Since there is no gold standard for defining a vertebral deformity, we reasoned that the best definition would be that resulting in the strongest relationship to clinical consequences of spine fractures (such as back pain or height loss) or the one that best predicted deformities by markers of osteoporosis (such as presence of an existing deformity, low bone mass, etc.). While each of these criteria showed some relationship to new vertebral deformity, the strongest relationships involved height loss, presence of a baseline vertebral deformity, and bone mass in the lowest quartile. In particular, height loss showed a very strong relationship to deformity and seems to have the greatest potential as a validation tool.

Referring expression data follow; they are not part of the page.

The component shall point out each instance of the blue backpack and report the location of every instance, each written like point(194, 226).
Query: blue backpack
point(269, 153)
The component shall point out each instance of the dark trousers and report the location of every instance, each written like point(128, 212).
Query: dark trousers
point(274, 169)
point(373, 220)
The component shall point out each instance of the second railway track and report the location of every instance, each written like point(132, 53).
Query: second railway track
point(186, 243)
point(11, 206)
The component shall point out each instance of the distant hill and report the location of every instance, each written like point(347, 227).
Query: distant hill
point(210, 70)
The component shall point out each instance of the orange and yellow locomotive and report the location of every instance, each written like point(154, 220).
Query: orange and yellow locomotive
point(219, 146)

Our study represents the largest and most systematic attempt to compare methods for defining vertebral deformities from vertebral height measurements. Despite these advantages, there are still some important limitations. First, it is a population-based study in which the incidence of deformities is relatively low. Some methods may perform differently in populations with higher incidence, such as women with existing deformities. Second, X-rays triaged as normal were not assessed by morphometry and, therefore, we may have missed some morphometric deformities. However, the small number of very mild deformities missed at the highest incidence cut points could not have affected our overall conclusions. Third, we utilized only quantitative morphometric measurements and did not incorporate a radiologist's reading of individual vertebrae. It has been argued that the optimal definition of incident deformity may be some combination of morphometry with a radiologist's reading.(30,31) This possibility is currently under study. Fourth, our radiographs were obtained in a carefully standardized fashion at the four clinical sites. In settings where such standardization is not possible, the methods may perform differently relative to each other. Last, our study represents healthy volunteers from the United States, most of whom are Caucasian and all of whom are female. These results may not be generalizable to other populations.

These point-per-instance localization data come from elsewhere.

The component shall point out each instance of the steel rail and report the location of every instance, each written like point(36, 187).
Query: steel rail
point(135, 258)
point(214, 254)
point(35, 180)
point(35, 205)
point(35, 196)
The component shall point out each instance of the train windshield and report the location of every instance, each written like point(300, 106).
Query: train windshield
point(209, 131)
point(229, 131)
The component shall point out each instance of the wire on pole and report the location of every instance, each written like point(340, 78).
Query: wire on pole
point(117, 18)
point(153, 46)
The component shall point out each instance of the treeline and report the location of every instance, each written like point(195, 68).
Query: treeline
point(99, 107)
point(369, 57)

Despite these limitations, after comparing several commonly used definitions, we recommend that a simple percentage reduction in vertebral heights be adopted as the standard definition of incident vertebral deformity. The addition of an absolute height reduction, while making little difference in our study, may offer advantages in studies with very high incidence or lower measurement precision. Furthermore, our results suggest that a lower incidence cut point (e.g., 20–25% decrease in vertebral height) has the advantage of reducing sample size requirements for clinical trials and epidemiologic studies compared with a higher incidence cut point (e.g., ≤ 15% decrease in vertebral height).